Around 52:55-53:21, he says a scale-up may spend about half its data-engineering effort on platform work. The other half may go to use-case pipelines, because repeated requests should turn into reusable frameworks.

That keeps orchestration tied to data engineering platforms and self-service data platforms. The workflow engine gives teams a place to run and look at jobs. Platform conventions define owners, schedules, and retries. They also define secrets, connections, deployment, and recovery paths.

Quality Boundaries

A successful orchestration run doesn’t prove that the data is correct. Tomasz Hinc gives the warning in DataOps and GitOps Best Practices for Data Teams. Around 1:02:28-1:05:41, he describes Airflow jobs that were green while zero records were inserted. His point is that task status needs edge-case checks. It also needs data checks before a team presents results with confidence.

This is the main boundary between orchestration and data quality and observability. The orchestrator can show that a task started, retried, failed, or succeeded. It can also preserve run history and dependency state. It can’t prove freshness and volume. It can’t prove schema validity, distribution, lineage impact, or business correctness.

Those checks need to run inside the workflow or in adjacent observability systems. The team needs owners who respond when checks fail.

Learning and Project Scope

For learners, orchestration should come after the pipeline has real steps to coordinate. Jeff Katz places Docker and AWS after Python and SQL. Airflow also comes after data-warehouse fundamentals in Data Engineering Career Path and Skills.

Around 55:10, he says good Airflow code keeps most logic in normal Python and doesn’t rely on Airflow for everything. That advice fits the broader archive. Write the extraction and transformation clearly first. Add checks and publication paths before the orchestrator hides weak ownership.

Then add orchestration when schedules, dependencies, retries, or backfills become part of the problem. Run history belongs in that decision too.

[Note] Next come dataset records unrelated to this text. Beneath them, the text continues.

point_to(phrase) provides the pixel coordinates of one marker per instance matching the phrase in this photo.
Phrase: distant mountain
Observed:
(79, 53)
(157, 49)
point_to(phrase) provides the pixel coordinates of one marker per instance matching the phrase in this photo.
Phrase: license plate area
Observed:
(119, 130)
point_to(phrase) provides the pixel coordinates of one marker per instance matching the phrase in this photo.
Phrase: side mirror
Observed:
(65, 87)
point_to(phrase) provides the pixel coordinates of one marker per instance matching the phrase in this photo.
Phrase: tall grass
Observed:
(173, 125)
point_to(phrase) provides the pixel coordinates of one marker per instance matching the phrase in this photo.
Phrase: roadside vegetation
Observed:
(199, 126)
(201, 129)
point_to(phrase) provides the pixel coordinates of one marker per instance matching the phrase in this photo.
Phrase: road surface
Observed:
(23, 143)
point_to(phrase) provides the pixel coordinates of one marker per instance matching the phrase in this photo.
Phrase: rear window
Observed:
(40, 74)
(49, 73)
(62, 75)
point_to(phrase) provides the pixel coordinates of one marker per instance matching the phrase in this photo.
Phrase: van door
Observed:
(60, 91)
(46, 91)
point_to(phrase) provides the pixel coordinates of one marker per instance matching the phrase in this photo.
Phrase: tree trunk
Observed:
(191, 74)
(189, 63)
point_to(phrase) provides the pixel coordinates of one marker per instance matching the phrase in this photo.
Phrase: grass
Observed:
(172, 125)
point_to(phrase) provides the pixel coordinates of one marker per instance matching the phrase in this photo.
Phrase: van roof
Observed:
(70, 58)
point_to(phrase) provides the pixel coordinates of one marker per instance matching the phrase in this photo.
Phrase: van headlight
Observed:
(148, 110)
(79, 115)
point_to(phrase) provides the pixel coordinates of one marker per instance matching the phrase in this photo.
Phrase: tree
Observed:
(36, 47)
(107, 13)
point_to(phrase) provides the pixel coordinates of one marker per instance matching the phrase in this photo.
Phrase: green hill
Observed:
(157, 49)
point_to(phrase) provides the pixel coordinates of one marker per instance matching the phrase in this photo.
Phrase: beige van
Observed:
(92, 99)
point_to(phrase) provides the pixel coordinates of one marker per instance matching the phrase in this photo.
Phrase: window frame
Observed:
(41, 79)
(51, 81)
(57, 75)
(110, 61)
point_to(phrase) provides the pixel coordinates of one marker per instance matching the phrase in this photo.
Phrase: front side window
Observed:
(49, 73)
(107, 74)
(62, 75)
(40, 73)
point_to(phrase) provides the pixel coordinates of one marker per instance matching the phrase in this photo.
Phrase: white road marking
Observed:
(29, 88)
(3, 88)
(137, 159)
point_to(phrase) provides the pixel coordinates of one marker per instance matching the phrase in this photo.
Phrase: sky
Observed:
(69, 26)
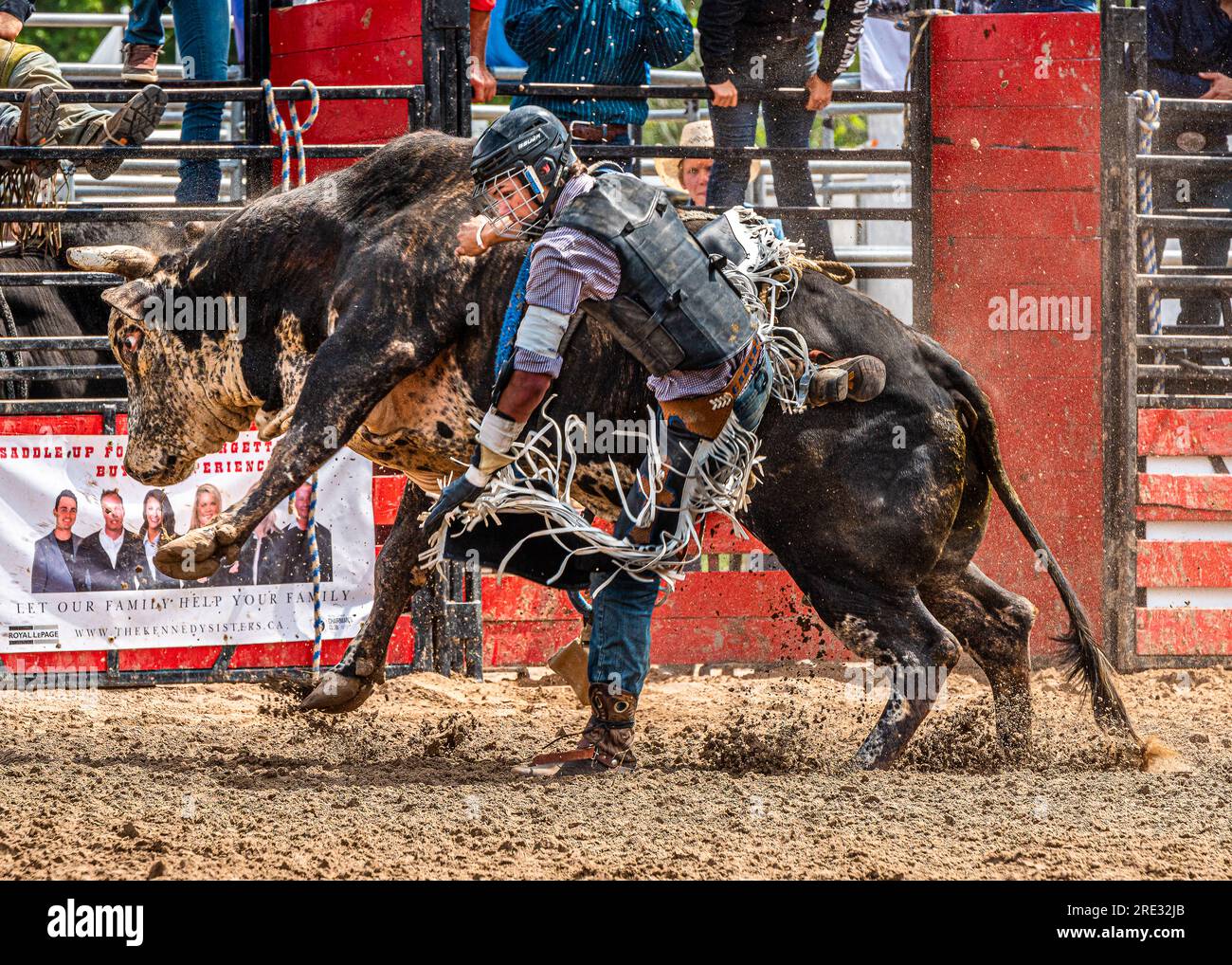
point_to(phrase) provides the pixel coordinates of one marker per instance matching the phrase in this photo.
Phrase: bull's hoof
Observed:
(337, 694)
(198, 554)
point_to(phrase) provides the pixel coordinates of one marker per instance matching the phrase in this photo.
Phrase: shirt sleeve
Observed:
(531, 26)
(666, 33)
(1162, 46)
(567, 267)
(844, 24)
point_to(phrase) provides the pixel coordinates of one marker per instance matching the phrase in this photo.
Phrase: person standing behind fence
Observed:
(1189, 54)
(748, 45)
(596, 42)
(72, 124)
(202, 32)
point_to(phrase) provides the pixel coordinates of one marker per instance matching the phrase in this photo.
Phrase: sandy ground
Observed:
(743, 775)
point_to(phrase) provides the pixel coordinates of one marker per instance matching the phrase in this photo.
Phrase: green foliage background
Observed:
(72, 44)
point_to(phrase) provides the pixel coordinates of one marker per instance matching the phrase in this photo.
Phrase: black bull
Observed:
(362, 325)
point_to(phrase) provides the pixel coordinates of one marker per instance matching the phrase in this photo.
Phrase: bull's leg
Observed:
(398, 574)
(994, 625)
(895, 630)
(350, 373)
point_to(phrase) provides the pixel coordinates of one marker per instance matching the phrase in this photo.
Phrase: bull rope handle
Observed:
(297, 132)
(1149, 122)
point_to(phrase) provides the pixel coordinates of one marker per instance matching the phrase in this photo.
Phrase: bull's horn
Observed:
(130, 299)
(122, 259)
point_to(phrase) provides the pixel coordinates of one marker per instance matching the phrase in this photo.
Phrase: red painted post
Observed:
(1017, 275)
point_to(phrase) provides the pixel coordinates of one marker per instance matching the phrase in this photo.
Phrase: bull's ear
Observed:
(130, 299)
(122, 259)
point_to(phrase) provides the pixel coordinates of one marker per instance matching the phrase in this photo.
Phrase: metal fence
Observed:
(1156, 371)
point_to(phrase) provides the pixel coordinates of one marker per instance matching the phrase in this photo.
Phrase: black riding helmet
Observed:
(529, 143)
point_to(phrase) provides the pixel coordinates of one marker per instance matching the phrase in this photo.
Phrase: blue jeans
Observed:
(620, 637)
(202, 31)
(788, 126)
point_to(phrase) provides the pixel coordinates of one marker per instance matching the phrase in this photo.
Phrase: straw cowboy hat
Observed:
(695, 135)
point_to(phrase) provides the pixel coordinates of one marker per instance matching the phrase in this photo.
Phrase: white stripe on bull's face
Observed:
(121, 259)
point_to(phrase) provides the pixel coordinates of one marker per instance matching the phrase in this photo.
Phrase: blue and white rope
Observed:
(1149, 122)
(297, 128)
(297, 132)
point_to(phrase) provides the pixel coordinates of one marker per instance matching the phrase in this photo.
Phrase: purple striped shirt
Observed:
(570, 266)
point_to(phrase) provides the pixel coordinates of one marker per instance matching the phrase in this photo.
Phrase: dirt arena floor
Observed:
(744, 775)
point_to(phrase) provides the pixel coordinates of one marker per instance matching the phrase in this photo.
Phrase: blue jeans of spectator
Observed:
(620, 636)
(1203, 249)
(202, 31)
(788, 124)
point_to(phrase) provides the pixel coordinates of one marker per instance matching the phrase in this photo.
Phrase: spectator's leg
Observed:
(202, 31)
(732, 127)
(75, 121)
(789, 126)
(146, 23)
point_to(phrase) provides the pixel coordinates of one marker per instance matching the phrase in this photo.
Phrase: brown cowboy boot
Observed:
(605, 746)
(37, 126)
(861, 378)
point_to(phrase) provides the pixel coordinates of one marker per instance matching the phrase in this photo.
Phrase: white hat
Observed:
(695, 135)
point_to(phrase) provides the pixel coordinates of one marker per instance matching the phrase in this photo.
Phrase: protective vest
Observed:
(674, 308)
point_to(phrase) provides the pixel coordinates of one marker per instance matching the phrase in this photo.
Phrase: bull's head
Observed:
(186, 391)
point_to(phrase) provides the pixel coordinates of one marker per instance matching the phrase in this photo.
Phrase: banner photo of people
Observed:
(79, 538)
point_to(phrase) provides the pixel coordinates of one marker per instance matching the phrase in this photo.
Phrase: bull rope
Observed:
(1149, 122)
(541, 477)
(297, 132)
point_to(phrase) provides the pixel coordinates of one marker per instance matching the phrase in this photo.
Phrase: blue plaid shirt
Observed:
(596, 42)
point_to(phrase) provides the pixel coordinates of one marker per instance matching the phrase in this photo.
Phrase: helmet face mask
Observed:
(513, 201)
(520, 165)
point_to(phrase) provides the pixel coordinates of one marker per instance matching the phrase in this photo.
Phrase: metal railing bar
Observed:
(688, 93)
(1184, 402)
(60, 373)
(234, 149)
(591, 148)
(226, 91)
(1183, 341)
(1179, 282)
(1187, 222)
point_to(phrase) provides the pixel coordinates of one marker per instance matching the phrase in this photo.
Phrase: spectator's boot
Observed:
(139, 62)
(607, 744)
(128, 127)
(36, 127)
(861, 378)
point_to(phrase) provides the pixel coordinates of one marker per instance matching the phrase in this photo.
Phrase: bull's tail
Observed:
(1083, 658)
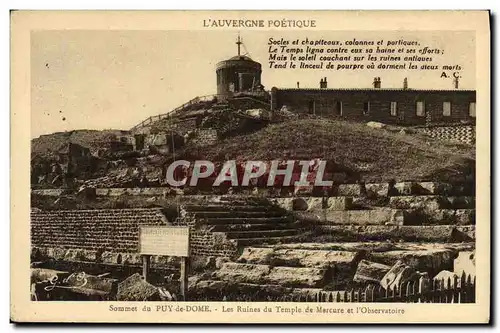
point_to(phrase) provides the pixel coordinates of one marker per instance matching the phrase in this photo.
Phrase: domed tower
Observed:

A useful orchestration project therefore shows more than a DAG screenshot. It shows why one step waits for another and what happens when an input is late. It also shows how a failed partition reruns and how a historical window backfills. The project should show which data checks guard publication and who owns the alert.

The work may still be one script with one simple schedule. In that case, Brudaru’s GitHub Actions example may fit better than a full Airflow deployment (Modern Data Engineering Trends, 35:37-37:08).

Kretz’s CloudWatch and Lambda path may fit too (From Notebooks to Production, 35:46-42:07). Nemanja’s CI/CD-first startup path is another small-team option (Lean MLOps for Startups, 44:34-45:01).